Our data suggest that for the investigated measuring systems the difference in sample type, i.e., capillary or venous, impacts the diagnosis of IGT and DM to a greater extent than the choice of the measuring system. Furthermore, venous samples measured directly after sampling at the point-of-care appeared to be the optimal sample type for P-glucose measurements. The results show that the investigated unit-use POCT device (StatStrip) may qualify for diagnosis and achieves diagnosis rates comparable to those of other well-accepted core laboratory systems or the YSI when venous samples are used.

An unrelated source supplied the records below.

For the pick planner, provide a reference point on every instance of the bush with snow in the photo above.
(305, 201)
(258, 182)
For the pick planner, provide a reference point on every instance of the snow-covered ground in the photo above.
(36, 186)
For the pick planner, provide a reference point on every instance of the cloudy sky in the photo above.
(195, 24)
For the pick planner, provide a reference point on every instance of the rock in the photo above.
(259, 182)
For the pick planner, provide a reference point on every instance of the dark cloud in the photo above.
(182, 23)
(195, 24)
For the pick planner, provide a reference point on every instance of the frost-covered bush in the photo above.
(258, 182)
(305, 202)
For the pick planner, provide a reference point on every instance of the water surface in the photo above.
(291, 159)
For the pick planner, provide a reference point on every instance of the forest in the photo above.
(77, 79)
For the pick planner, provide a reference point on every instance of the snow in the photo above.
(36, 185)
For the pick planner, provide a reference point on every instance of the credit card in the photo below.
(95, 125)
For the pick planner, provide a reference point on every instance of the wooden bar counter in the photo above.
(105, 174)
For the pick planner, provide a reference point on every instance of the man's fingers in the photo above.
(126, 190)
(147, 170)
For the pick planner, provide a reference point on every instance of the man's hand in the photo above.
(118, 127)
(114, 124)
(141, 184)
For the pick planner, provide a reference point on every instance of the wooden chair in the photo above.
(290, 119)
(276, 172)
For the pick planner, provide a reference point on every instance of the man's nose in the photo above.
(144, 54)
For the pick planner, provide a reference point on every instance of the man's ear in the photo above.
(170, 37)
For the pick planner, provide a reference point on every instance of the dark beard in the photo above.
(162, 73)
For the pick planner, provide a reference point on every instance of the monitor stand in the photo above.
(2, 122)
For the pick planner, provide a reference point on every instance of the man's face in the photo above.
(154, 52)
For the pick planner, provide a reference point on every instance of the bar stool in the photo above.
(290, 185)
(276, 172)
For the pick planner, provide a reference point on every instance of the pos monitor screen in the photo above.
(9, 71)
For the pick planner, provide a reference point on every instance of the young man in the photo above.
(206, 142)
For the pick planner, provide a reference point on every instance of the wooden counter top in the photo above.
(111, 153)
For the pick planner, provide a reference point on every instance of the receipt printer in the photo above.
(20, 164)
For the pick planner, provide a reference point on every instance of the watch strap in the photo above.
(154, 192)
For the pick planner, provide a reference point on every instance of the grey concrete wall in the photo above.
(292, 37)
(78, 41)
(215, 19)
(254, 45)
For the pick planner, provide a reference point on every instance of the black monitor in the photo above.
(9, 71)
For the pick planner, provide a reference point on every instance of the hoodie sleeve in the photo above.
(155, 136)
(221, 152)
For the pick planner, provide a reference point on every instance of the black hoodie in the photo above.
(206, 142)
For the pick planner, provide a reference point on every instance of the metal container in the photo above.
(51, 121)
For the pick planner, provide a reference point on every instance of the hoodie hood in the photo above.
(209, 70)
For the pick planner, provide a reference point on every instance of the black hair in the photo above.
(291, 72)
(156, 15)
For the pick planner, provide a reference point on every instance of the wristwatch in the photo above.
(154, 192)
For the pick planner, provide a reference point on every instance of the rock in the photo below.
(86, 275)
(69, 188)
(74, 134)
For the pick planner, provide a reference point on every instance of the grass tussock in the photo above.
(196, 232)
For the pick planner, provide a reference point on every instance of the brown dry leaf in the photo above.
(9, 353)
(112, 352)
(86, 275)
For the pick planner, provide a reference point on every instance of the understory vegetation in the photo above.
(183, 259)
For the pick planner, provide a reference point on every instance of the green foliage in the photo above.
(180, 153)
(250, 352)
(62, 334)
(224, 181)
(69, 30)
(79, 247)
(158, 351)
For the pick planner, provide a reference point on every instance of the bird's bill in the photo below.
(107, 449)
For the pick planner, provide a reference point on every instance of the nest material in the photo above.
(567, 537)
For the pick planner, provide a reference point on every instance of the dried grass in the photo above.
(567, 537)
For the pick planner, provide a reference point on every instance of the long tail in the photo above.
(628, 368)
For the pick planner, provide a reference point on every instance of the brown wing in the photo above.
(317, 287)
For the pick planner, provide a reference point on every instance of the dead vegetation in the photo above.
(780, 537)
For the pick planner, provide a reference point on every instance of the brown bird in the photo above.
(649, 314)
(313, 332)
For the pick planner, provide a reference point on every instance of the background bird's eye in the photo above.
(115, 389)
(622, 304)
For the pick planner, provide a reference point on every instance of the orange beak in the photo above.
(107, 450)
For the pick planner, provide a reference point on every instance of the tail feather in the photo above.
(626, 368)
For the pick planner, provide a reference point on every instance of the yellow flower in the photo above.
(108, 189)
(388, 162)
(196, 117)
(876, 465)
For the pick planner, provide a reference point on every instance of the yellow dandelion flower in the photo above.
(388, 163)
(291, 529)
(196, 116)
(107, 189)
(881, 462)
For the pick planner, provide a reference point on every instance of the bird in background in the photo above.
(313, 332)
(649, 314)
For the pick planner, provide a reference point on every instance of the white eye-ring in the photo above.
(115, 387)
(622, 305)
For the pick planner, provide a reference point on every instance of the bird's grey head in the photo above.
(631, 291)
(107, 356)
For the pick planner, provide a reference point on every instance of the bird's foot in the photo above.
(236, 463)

Different core laboratory methods can show a noticeable bias without violating quality assurance rules and programs, as illustrated by out findings that both of the core laboratory instruments investigated, Vista and RxL, passed external quality assessment programs, as required by Rili-BAEK. However, he external quality assessment program samples based on reference method values used for Vista and RxL were not suitable for POCT. Current rules therefore need to be reconsidered and tightened to stimulate the harmonization of results. Given that POCT methods are accepted for the diagnosis of IGT and DM when venous whole blood samples are used, two challenges need to be addressed. The first is that collection systems need to be developed that allow venous samples to be easily introduced into POCT instruments. The second is that for a wide variety of POCT devices to function appropriately, whole blood external quality assessment materials for allowing evaluation based on a reference method value need to be identified [6].

Study limitations

The experimental set-up was established for the first cohort and added to for the second, smaller cohort which later included the YSI device as well as duplicate measurements. Consequently, YSI measurements and duplicate measurements are only available for the smaller cohort. The study was limited to these two cohorts, with a total of 231 participants, due to the demanding experimental set-up that included different sample and instrument types for P-glucose concentration measurements. Due to the study design and as a consequence of the limited number of participants, the range of glucose concentrations covered is also limited and may need further consideration in future studies. Additional POCT instruments need to be investigated, since only one was included in the present study. To elucidate bias of all methods, more comprehensive reference method values would be required. The study design does not include modern instant glucose stabilizers; therefore, the effect of glycolysis cannot be excluded completely. Although precautions to standardize and tightly control pre-analytical procedures were in place, such as centrifugation immediately after sample collection, separation and cooling of plasma samples, venous plasma samples were measured later than the StatStrip and YSI samples. The glycolysis inhibitor used, sodium fluoride, is known to be insufficient during the first 2 h after sampling.

Conclusion

Venous samples measured directly at the point-of-care represent the most suitable sample type for P-glucose concentration measurement in the 2-h OGTT. Our results demonstrate that the investigated P-glucose unit-use POCT method is suitable for the diagnosis of IGT and DM and comparable to core laboratory P-glucose methods when venous samples are used. We reached this conclusion this without taking into account that sample handling and transport conditions in patient care are usually less ideal than in our study. Therefore, it is reasonable to assume that this study underestimates errors introduced by pre-analytical processes, emphasizing the recommendation to measure venous samples at the point-of-care. More important, changes in measurement procedures in core laboratories can introduce a bias in the P-glucose concentration measurement that could affect the diagnosis rates of IGT and DM, thereby emphasizing the need for tighter external quality assessment criteria.